Donc oui, la vitesse locale s'améliore. Mais cela ne se traduit pas automatiquement en throughput au niveau système. C'est comme acheter une Ferrari et la conduire sur des chemins boueux : le moteur est puissant, mais ton heure d'arrivée est déterminée par l'état des routes et le trafic. Selon notre expérience, la vraie question n'est pas "comment générer plus de code". C'est : comment rendre les changements générés par IA gouvernables, reviewables et réutilisables, pour que les équipes deviennent plus rapides et plus sûres ?
C'est ce qui a mené nos équipes IT internes Thoughtworks (Global IT Services) vers une méthode et un workflow qu'on appelle maintenant Structured Prompt-Driven Development (SPDD). SPDD vise à transformer l'assistance IA d'une efficacité personnelle en une capacité organisationnelle qui passe à l'échelle, sans sacrifier la qualité.
Qu'est-ce que SPDD ?
SPDD est une méthode d'ingénierie qui traite les prompts comme des artefacts de livraison de premier rang.
Au lieu de s'appuyer sur des chats ad hoc, SPDD transforme les prompts en assets qui peuvent être : versionnés, reviewés, réutilisés, améliorés dans le temps. Les équipes utilisent des prompts structurés pour capturer requirements, langage du domaine, intention de design, contraintes, et un découpage de tâches. Ensuite le LLM génère du code à l'intérieur d'une frontière définie, donc la sortie devient plus prévisible et plus facile à valider.
Elle a deux composants centraux.
Le canvas REASONS
Le canvas REASONS est une structure pour générer des prompts. Il force la clarté autour des requirements, du modèle du domaine, de l'approche solution, de la structure système, du découpage de tâches, des normes réutilisables, et des garde-fous.

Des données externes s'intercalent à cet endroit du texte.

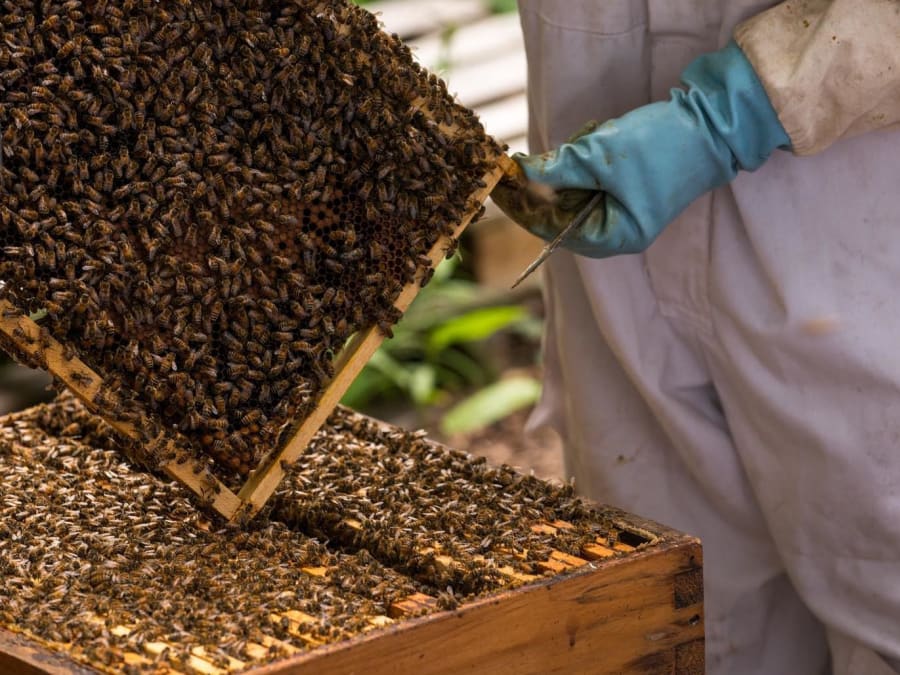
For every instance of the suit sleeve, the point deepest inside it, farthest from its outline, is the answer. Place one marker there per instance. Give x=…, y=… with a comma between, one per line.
x=831, y=68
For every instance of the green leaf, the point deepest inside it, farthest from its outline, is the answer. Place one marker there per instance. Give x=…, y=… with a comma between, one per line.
x=490, y=405
x=368, y=385
x=423, y=383
x=471, y=370
x=474, y=326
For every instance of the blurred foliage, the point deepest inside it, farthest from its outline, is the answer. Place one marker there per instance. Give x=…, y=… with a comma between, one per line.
x=490, y=405
x=442, y=348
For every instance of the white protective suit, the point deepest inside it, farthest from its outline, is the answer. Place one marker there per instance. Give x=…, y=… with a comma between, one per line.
x=740, y=380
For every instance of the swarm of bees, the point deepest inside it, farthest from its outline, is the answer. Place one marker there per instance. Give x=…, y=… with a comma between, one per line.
x=207, y=198
x=89, y=545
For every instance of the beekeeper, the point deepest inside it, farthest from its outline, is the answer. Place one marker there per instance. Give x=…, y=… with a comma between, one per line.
x=738, y=376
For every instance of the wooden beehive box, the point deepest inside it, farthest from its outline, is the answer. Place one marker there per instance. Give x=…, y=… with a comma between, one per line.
x=215, y=211
x=385, y=554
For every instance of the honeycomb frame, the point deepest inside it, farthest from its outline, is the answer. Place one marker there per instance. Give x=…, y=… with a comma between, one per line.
x=155, y=440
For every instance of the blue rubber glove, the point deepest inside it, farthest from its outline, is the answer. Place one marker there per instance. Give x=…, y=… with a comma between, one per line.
x=652, y=162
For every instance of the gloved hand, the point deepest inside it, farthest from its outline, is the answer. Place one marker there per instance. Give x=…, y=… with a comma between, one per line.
x=652, y=162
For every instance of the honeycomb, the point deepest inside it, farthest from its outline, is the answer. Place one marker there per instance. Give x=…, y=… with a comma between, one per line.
x=205, y=199
x=89, y=544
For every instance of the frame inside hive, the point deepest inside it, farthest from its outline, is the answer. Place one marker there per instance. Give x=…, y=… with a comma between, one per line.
x=38, y=348
x=628, y=582
x=26, y=338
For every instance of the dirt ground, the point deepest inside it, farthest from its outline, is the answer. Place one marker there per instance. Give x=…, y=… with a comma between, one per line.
x=507, y=442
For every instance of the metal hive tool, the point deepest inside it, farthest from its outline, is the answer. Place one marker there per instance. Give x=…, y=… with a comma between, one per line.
x=212, y=212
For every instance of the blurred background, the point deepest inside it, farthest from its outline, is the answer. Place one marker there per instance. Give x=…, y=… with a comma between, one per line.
x=464, y=363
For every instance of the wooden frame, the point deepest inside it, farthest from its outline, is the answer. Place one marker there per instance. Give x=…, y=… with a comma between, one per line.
x=640, y=612
x=25, y=336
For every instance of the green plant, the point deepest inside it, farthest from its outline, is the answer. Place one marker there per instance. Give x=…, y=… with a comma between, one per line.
x=439, y=348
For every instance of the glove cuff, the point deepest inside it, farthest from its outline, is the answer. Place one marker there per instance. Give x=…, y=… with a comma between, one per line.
x=724, y=88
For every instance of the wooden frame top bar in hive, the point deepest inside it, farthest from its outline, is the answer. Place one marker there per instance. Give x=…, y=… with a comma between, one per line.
x=201, y=202
x=382, y=553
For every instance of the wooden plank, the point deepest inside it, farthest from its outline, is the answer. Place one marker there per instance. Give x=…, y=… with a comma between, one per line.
x=506, y=119
x=86, y=384
x=21, y=656
x=620, y=621
x=477, y=84
x=263, y=482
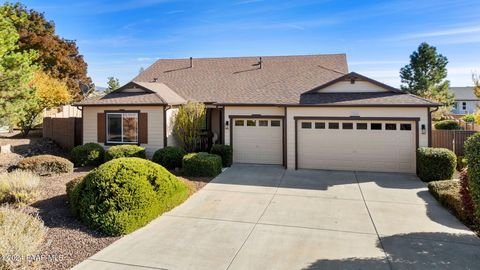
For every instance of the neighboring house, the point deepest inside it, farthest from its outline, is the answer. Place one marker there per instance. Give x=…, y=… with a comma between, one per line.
x=466, y=101
x=296, y=111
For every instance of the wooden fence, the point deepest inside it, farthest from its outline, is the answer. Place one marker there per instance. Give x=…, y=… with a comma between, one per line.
x=451, y=139
x=66, y=132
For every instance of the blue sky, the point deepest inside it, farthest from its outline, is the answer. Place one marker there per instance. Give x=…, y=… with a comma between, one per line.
x=117, y=38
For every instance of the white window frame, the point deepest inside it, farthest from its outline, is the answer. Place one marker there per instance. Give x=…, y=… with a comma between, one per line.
x=107, y=127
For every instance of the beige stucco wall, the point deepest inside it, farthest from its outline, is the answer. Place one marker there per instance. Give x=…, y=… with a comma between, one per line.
x=243, y=110
x=420, y=112
x=347, y=112
x=155, y=124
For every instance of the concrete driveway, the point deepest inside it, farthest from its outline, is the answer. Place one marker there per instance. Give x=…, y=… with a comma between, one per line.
x=264, y=217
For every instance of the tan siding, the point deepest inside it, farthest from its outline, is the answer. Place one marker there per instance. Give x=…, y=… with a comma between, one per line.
x=171, y=141
x=155, y=124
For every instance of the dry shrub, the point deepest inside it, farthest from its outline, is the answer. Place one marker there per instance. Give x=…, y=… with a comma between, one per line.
x=19, y=187
x=46, y=165
x=21, y=236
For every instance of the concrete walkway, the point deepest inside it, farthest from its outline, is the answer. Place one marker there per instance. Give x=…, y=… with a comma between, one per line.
x=264, y=217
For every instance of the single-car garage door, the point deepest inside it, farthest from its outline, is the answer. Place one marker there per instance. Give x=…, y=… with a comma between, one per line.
x=357, y=145
x=257, y=141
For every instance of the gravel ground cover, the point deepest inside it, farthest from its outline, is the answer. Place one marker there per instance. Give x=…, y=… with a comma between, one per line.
x=68, y=241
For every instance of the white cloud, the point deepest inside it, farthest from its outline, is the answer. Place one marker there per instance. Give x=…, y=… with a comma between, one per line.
x=448, y=32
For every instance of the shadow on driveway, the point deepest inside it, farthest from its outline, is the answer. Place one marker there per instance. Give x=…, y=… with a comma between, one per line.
x=413, y=251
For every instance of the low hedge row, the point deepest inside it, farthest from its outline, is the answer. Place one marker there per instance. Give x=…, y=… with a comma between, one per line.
x=202, y=164
x=127, y=150
x=447, y=125
x=124, y=194
x=89, y=154
x=435, y=164
x=46, y=165
x=472, y=154
x=169, y=157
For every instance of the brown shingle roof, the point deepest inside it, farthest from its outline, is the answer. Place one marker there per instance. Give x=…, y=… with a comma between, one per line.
x=146, y=94
x=122, y=98
x=364, y=99
x=281, y=79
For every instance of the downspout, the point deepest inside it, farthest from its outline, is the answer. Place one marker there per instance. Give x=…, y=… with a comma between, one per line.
x=165, y=109
x=430, y=125
x=80, y=108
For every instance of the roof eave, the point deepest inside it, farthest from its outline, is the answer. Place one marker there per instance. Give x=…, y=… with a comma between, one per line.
x=327, y=105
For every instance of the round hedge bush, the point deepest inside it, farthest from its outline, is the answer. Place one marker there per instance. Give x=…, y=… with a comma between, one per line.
x=124, y=194
x=225, y=152
x=447, y=125
x=119, y=151
x=435, y=164
x=89, y=154
x=46, y=165
x=202, y=164
x=169, y=157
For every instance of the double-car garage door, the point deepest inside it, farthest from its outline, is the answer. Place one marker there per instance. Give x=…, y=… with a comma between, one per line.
x=356, y=145
x=359, y=145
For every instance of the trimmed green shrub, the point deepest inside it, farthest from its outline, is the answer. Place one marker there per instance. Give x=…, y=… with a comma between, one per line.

Le LLM est ainsi guidé par l'intention, pas par la devinette.
Le canvas REASONS est une structure en sept parties qui guide un prompt de l'intention au design, de l'exécution à la gouvernance.
Parties abstraites (intention & design)
- R — Requirements : quel problème résout-on, et quelle est la définition de "done" ?
- E — Entities : entités du domaine et relations.
- A — Approach : la stratégie pour répondre aux requirements.
- S — Structure : où placer les changements dans l'architecture.